Akalar Mahallesi Namazgah Caddesi'ndeki bir apartmanın ikinci katında yaşayan Songül Akbaş, geçen yıl 26 Ekim tarihinde hakkında uzaklaştırma kararı bulunan eşi Zeynel Abidin Akbaş, tarafından tabancayla vuruldu. 4'ü erkek, 2’si kız olmak üzere 6 çocuğu bulunan çiftin evinden gelen silah seslerini duyanlar, durumu polise bildirdi. İtfaiyenin yardımıyla eve giren ekipler, Songül Akbaş'ı mutfakta başından vurularak yaralanmış buldu. Olay anında evin balkonundan atlayan kızları M.A.'nın (17) ise vücudunda kırıklar oluştu.

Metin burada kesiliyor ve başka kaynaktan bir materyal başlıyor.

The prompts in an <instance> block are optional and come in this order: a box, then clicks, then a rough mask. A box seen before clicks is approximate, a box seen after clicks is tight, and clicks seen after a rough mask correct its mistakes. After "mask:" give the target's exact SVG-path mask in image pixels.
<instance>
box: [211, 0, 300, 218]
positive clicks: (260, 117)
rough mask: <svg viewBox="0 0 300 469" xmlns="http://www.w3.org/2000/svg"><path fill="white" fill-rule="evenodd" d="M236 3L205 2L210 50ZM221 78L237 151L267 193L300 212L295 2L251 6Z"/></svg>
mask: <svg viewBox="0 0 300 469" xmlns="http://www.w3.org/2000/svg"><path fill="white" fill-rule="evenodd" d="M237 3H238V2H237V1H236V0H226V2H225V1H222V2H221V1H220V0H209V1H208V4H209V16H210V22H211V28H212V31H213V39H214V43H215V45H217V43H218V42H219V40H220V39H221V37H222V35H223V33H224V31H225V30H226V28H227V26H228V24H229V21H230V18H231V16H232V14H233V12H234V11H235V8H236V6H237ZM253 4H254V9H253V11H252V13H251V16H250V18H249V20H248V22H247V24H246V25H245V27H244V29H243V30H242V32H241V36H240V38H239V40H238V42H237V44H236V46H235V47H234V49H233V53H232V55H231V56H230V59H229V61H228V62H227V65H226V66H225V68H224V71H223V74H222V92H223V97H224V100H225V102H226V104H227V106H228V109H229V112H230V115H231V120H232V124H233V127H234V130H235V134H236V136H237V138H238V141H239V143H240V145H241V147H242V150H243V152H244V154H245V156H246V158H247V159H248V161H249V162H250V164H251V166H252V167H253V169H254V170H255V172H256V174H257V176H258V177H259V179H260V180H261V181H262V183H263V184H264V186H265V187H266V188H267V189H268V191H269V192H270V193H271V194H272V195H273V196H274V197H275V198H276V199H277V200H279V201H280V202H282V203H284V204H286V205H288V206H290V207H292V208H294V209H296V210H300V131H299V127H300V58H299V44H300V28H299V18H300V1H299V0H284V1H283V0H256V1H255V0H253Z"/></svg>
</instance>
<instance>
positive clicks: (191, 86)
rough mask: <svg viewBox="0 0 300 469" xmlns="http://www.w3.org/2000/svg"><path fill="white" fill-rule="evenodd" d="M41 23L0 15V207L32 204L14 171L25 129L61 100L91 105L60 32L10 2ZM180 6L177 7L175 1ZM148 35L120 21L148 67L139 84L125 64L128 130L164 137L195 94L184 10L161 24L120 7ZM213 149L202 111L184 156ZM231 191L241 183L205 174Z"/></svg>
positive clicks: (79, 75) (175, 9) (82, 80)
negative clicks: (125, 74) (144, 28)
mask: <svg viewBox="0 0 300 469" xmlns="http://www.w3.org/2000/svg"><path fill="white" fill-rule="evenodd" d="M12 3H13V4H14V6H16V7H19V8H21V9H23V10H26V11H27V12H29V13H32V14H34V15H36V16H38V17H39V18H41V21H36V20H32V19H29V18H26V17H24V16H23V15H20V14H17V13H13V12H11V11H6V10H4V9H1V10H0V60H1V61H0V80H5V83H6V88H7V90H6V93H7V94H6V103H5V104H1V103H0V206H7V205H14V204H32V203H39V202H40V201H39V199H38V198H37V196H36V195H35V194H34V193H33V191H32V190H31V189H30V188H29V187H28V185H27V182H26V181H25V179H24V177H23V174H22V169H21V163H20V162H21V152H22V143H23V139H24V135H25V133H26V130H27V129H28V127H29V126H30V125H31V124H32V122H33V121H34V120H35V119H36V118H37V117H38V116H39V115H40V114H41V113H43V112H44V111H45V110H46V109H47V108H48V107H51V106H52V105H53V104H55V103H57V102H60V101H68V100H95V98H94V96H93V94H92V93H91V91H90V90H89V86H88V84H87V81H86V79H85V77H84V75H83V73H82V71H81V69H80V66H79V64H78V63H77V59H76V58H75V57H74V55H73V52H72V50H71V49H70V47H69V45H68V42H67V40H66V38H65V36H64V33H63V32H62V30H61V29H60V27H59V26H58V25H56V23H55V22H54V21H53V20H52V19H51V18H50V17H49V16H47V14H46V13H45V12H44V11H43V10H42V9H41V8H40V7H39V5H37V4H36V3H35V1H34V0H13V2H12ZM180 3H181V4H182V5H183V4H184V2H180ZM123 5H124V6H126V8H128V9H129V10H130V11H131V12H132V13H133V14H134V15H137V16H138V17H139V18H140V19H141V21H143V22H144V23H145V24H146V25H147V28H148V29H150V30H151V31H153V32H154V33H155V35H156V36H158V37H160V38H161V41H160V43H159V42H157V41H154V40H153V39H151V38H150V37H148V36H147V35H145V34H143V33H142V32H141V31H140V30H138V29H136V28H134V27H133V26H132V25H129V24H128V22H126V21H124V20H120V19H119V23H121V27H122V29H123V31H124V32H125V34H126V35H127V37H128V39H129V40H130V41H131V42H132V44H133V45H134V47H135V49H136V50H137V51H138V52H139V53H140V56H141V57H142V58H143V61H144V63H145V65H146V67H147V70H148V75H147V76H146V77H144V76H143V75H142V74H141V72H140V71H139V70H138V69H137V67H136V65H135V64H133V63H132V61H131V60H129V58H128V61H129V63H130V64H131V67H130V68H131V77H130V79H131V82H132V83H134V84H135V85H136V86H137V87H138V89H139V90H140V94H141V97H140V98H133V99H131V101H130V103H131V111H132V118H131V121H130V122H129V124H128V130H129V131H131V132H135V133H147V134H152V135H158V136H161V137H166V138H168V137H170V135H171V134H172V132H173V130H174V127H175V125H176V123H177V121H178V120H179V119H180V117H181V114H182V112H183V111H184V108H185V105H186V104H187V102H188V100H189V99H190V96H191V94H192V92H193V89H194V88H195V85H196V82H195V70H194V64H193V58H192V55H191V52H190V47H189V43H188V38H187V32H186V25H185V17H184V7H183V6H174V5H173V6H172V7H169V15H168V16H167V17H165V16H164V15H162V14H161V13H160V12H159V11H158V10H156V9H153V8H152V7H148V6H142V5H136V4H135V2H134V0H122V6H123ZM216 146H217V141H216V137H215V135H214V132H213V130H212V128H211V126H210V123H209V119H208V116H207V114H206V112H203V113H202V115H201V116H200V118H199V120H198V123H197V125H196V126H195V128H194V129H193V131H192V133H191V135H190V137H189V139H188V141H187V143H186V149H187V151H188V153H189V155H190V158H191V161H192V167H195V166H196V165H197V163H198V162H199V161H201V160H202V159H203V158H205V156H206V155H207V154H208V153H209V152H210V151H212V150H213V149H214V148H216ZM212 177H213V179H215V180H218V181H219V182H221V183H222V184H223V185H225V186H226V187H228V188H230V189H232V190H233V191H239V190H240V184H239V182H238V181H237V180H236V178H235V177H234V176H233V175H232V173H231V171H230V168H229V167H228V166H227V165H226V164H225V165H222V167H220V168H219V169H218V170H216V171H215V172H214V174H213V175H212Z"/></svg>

Kırklareli Eğitim ve Araştırma Hastanesi'ne kaldırılan yaralılardan Songül Akbaş, kurtarılamadı. Olayın ardından bölgeden koşarak kaçmaya çalışan Zeynel Abidin Akbaş, polis ekiplerince yakalanıp, çıkarıldığı mahkemece tutuklandı.

'HASTAM VAR DİYEREK İŞE GİTMEMİŞ'

Olayla ilgili yürütülen soruşturmasının iddianame hazırlandı. İddianamede, 28 yıllık evli oldukları belirtilen çiftin, evinde sürekli olarak ailevi sebeplerden tartışma ve kavgaların yaşandığı, tutuklu sanık Akbaş'ın son olarak Songül Akbaş'ı evinin önüne giderek tehdit ve hakaret içerikli söylemlerde bulunması sebebiyle hakkında bir aylık süreyle 'konuta yaklaşmama' tedbiri uygulandığı belirtildi. Akbaş'ın tedbir süresince sürekli olarak çocuklarına Songül Akbaş'ı öldüreceğine yönelik söylemlerde bulunduğu da iddianamede yer aldı. Olay günü sanık Akbaş'ın bir akrabasının hasta olduğunu söyleyip, işe gitmediği, bir akrabasına ait araçla oğluyla birlikte Kırklareli'ne geldiği belirtildi. Cumhuriyet Meydanı'nda arabadan inen şüphelinin, Songül Akbaş'ın alışveriş yaptığı marketlerin çevresinde beklemeye başladığı, ancak bölgenin kalabalık olması nedeniyle evinin önüne gittiği de iddianamede yer buldu.

'KAPI DELİĞİNDEN GÖRÜNMEMEK İÇİN SAKLANMIŞ'

Songül Akbaş'ın eve gelmesiyle Zeynel Abidin Akbaş'ın da yukarı çıktığı belirtildi. Sanık Akbaş'ın bu sırada, evde olan ve kapı deliğinden bakan kızına görünmemek için Songül Akbaş'ın arkasına saklandığına da vurgu yapıldı. M.A.'nın kapıyı açmasıyla birlikte sanık Akbaş'ın, eşini mutfağa götürdüğü, sürekli takip ettiğini söylediği ve son olarak da 'Sen ölümü hak ettin' dedikten sonra yanında getirdiği tabancayla 3 metrelik mesafeden baş ve göğüs kısmına 5 el peş peşe ateş ettiği, 2 mermi çekirdeğinin maktulün baş kısmına 1’inin ise göğüs kısmına isabet ettiğinin altı çizildi. Sanık Akbaş'ın eylemini tamamladıktan sonra kızı M.A.'nın balkonda yardım istemek maksatlı bağırdığını duyunca onu da öldürmek için silahını doğrulttuğu, M.A.'nın da can havliyle 2'nci kattaki balkondan yaklaşık 6 metre aşağıya atlayarak yaralandığına da iddianamede yer verildi. Sanık Akbaş'ın koşarak kaçtıktan sonra Dereköy yolunda bulunan camiye gidip namaz kıldığı, ardından da polis ekiplerince yakalandığı belirtildi.

İddianameyi hazırlayan savcı; sanığın suçun işleneceği yeri, suçun işleneceği araçları ve işleniş şeklini öncesinden kurmuş olduğu plan çerçevesinde gerçekleştirmek suretiyle 'yakın akrabayı tasarlayarak kasten öldürme' suçunu işlediğine vurgu yaptı. Alınan ifadeler ve toplanan deliller ışığında savcı, sanık Akbaş için 'tasarlayarak eşi öldürmek', 'tasarlayarak yakın akrabayı öldürmeye teşebbüs' ve 'ruhsatsız ateşli silahlarla mermileri satın alma veya taşıma veya bulundurma' suçlarından ağırlaştırılmış müebbet hapis ve 23 yıla kadar hapis istedi.